Разговаривая таким образом, всадники приближались к вершине горы. По сторонам кое-где торчали покрытые снегом ели, и вокруг повсюду лежал снег. Глубокая ночная тишина царила здесь.
Несколько минут спустя всадники увидели древние руины, наполовину занесенные снегом. Темные серые стены были необыкновенно толсты и неуклюжи. Еще уцелевшие оконные ниши указывали на то, что прежде здание это было монастырем. Теперь же от него остались одни развалины, в которых свирепствовал ветер.
Неподалеку виднелось другое здание, которое сохранилось лучше. Прежде это была, видимо, монастырская церковь или капелла. Основание этого здания уцелело, равно как и стены, но окон и дверей в нем больше не было. Снег лежал и внутри, и снаружи.
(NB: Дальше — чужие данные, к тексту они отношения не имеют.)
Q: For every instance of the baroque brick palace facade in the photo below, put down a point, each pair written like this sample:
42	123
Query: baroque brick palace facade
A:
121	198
Одинокие печальные монастырские руины на вершине горы производили мрачное впечатление. На всей этой гористой местности лежал какой-то романтический отпечаток, особенно чувствующийся в светлую лунную ночь. Конечно, редко кто появлялся в этих пустынных местах, где, как памятник минувшему времени, лежали руины монастыря.
К этим-то руинам и спешили три всадника.
Здесь они увидели двух лошадей, привязанных к сухому дереву.
Все трое спешились и, привязав лошадей, подошли к узкому отверстию в стене.
За этим отверстием находился наполовину засыпанный обвалившимися кирпичами проход, который даже трудно было заметить.
Граф пропустил вперед принца Альфонса. Остальные последовали за ним в огромный подземный ход. Ход был достаточно просторен, чтобы по нему можно было пройти не сгибаясь. Повеяло холодом и сыростью.
Через несколько минут мелькнул слабый свет и показался выход, ведущий на закрытую со всех сторон площадку без крыши.
Должно быть, здесь и прежде происходили тайные сходки, либо место это служило монахам для какой-нибудь особенной цели, потому что стены были расписаны изображениями святых мучеников и их подвигов. В стенах вделаны были железные кольца и толстые короткие цепи, теперь совершенно источенные ржавчиной.
На этой большой площадке, у каменного стола, расположенного посередине, стояли дон Карлос и Доррегарай, мексиканец с маскарада. Услышав шорох в подземелье, они поспешили к выходу, чтобы приветствовать своих друзей.